The third movement is an expression of the wonder and luminous joy I experience when looking at our beautiful daughter, Zoe, who came into the world as I was working on this piece. The Piano Quintet is dedicated to Jack Body.

John Psathas

Jettatura (1999)
For a country that is home to me in so many ways, Greece has not been so kind to this particular absent son. Practically every journey I have made there has left me with a permanent reminder of some unpleasant and often bizarre experience. After donkey bites to the groin, motorbike accidents on the island of Santorini and a protracted bout of salmonella-induced weight loss that would have made Jenny Craig’s eyes water, it was not surprising that members of my family there began to imagine I had fallen under the influence of someone’s evil eye.

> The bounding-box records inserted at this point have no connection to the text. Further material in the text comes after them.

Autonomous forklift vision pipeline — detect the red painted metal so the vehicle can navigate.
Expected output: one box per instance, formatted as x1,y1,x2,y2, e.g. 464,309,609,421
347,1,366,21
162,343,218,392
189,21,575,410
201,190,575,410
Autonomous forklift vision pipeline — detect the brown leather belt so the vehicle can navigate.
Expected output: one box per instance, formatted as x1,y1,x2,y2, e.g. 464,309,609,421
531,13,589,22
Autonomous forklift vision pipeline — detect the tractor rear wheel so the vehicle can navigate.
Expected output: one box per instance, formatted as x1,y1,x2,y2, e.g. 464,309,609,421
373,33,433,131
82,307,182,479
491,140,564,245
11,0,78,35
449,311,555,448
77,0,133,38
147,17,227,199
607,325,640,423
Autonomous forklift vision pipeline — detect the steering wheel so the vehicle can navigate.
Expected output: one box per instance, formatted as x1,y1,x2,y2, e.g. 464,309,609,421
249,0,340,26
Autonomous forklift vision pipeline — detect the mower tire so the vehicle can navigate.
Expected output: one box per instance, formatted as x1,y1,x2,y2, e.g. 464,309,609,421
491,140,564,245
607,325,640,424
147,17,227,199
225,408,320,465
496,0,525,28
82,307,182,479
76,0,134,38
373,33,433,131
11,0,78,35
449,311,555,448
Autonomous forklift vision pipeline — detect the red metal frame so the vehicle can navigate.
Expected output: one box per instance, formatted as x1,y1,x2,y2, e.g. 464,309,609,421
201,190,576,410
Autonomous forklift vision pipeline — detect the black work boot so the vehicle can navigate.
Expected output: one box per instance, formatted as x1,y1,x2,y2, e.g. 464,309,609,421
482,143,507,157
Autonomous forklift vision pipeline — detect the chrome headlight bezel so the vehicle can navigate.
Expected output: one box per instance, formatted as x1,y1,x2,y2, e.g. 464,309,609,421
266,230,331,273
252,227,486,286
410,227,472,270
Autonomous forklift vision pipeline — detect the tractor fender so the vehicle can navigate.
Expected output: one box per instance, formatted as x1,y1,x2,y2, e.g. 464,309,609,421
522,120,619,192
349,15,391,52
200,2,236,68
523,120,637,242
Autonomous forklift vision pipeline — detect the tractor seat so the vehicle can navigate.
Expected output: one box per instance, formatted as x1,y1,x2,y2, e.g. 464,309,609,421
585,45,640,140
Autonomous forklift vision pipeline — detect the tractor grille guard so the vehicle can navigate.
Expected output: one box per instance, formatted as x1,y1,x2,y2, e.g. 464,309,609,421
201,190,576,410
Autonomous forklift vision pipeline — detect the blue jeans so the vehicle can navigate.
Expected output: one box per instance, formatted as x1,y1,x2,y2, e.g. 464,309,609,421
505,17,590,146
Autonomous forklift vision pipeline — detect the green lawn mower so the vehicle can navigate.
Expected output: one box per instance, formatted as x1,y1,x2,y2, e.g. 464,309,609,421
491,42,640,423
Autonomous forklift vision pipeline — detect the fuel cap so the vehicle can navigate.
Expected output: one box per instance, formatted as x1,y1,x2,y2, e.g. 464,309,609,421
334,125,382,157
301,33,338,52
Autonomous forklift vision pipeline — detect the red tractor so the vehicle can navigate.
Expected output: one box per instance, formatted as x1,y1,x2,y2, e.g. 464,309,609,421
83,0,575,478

An expedition to Greece in 1998 brought an unprecedented onslaught of bad luck, this time involving my wife and son. My dear, concerned, sister went to the village expert in such matters to discover if I was afflicted with the evil eye (otherwise known as mal occhio, or jettatura). ‘Jettatura’ is the ancient belief that the gaze of strangers casts unwanted magic into the lives of the innocent. The belief is that a person – not otherwise malefic in any way – can harm you, your children or your livestock merely by looking at them with envy and praising them. The soothsayer, when checking my aura by long distance (these days such matters can of course, be conducted over the phone via pay-per-call numbers), gasped, went silent, and then declared I was so heavily and completely hexed that my halo was utterly opaque. In Greece there is a talisman one can wear, or place in a car, house or shop which offers protection against the evil eye (in some countries, one protects oneself against false compliments by spitting on the person who proffers a compliment). This talisman is in the form of a glass blue eye, a ‘good eye’. Jettatura, written upon my return from Greece, is my talisman, my good eye, and is dedicated to my sister Tania.

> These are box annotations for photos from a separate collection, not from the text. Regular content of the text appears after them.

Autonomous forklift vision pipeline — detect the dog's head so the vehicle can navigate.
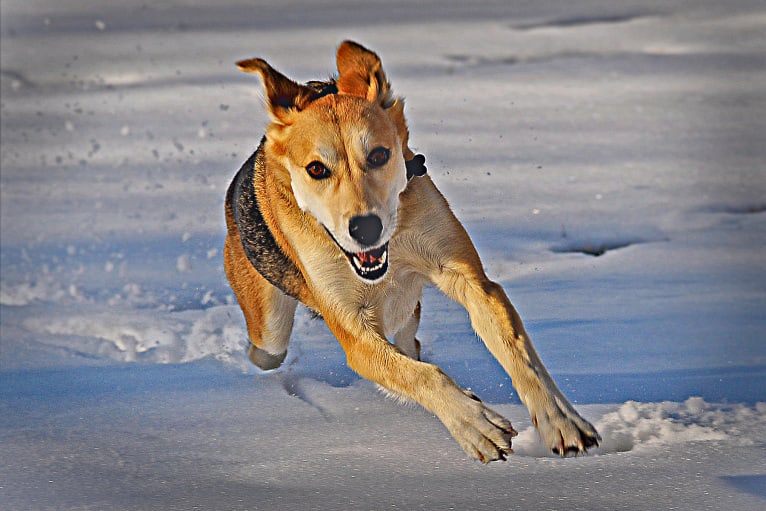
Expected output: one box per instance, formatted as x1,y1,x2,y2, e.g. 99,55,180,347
242,41,413,282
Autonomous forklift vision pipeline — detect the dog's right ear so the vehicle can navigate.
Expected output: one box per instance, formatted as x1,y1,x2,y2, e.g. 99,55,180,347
237,59,315,125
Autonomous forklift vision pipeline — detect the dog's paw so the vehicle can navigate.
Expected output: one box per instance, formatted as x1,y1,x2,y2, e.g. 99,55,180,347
442,391,518,463
530,402,601,456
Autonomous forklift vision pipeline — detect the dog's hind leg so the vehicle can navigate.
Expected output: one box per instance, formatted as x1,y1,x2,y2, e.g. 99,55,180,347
394,302,420,360
224,232,298,370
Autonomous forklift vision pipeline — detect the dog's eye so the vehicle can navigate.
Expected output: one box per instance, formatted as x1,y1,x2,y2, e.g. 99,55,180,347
367,147,389,168
306,161,330,183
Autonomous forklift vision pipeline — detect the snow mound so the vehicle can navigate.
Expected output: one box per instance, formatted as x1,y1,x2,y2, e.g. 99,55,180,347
514,397,766,457
23,306,247,369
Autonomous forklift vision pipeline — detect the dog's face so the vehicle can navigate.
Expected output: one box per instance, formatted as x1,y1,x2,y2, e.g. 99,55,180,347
239,42,416,282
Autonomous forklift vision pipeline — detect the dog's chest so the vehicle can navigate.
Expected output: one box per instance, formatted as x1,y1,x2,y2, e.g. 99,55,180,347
382,269,425,339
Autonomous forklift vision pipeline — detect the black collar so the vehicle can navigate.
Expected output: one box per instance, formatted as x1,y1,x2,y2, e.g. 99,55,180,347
404,154,426,181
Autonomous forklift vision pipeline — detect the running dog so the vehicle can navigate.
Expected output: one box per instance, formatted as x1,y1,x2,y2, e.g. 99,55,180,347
224,41,600,463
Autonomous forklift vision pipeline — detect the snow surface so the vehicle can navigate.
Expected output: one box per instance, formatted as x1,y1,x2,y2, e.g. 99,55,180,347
0,0,766,511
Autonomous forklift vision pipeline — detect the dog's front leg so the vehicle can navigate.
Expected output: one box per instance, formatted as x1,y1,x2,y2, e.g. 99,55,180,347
435,260,601,456
324,314,516,463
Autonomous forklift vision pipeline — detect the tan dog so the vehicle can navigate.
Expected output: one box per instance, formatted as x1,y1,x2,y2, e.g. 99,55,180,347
224,41,600,462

Matre’s Dance (1991, rev. 1994)
Created during an intense eight days, and originally commissioned as a violin solo, Matre’s Dance was premiered by David Guerin and Bruce McKinnon in the Adam Concert Room of the Victoria University School of Music in 1991. This was the first piece which suggested to me I might have some future in composing. Following its première, Matre’s Dance passed from my hands into Evelyn Glennie’s and has now seen much more of the world than I will.
Evelyn, Matre’s Dance, and I were recently reunited in Bologna’s beautiful opera house, where after a much-rehearsed introduction (in Italian) by Evelyn, I, the composer, was presented to the audience. As I rose in my private box to give the royal wave, the house went completely dark – to which the audience politely applauded. Considering my friend from New Zealand was shrieking with enthusiasm, gyrating and gesticulating with the euphoria more often found at a Rugby World Cup final, this unexpected blackout was no small blessing.

John Psathas

This recording was a great opportunity for me to re-learn an old favourite, having played an earlier version of Matre’s Dance with John on piano back in 1994.
This is a work which has become part of the core international repertoire, and so for me the challenge has been to try to add something new. The percussion timbres are crucial to the impact of the piece, and I had been searching for years for the perfect sound for the highest drum in the set-up. Finally I found it: a little 8-inch diameter snare drum. This, coupled with two timpani (tuned to A and C) and three double-headed tom toms, gives a really punchy set-up.

Jeremy Fitzsimons

Fragment (2001)
This piano duet was composed to commemorate the occasion of the retirement of my first piano teacher, Peter Williams. The première was given at a special function in Napier to celebrate the achievement of Peter Williams, in March 2001, where the pianists were Anne Jago and Dermot Horne. Fragment is dedicated to Peter for setting me on the right track.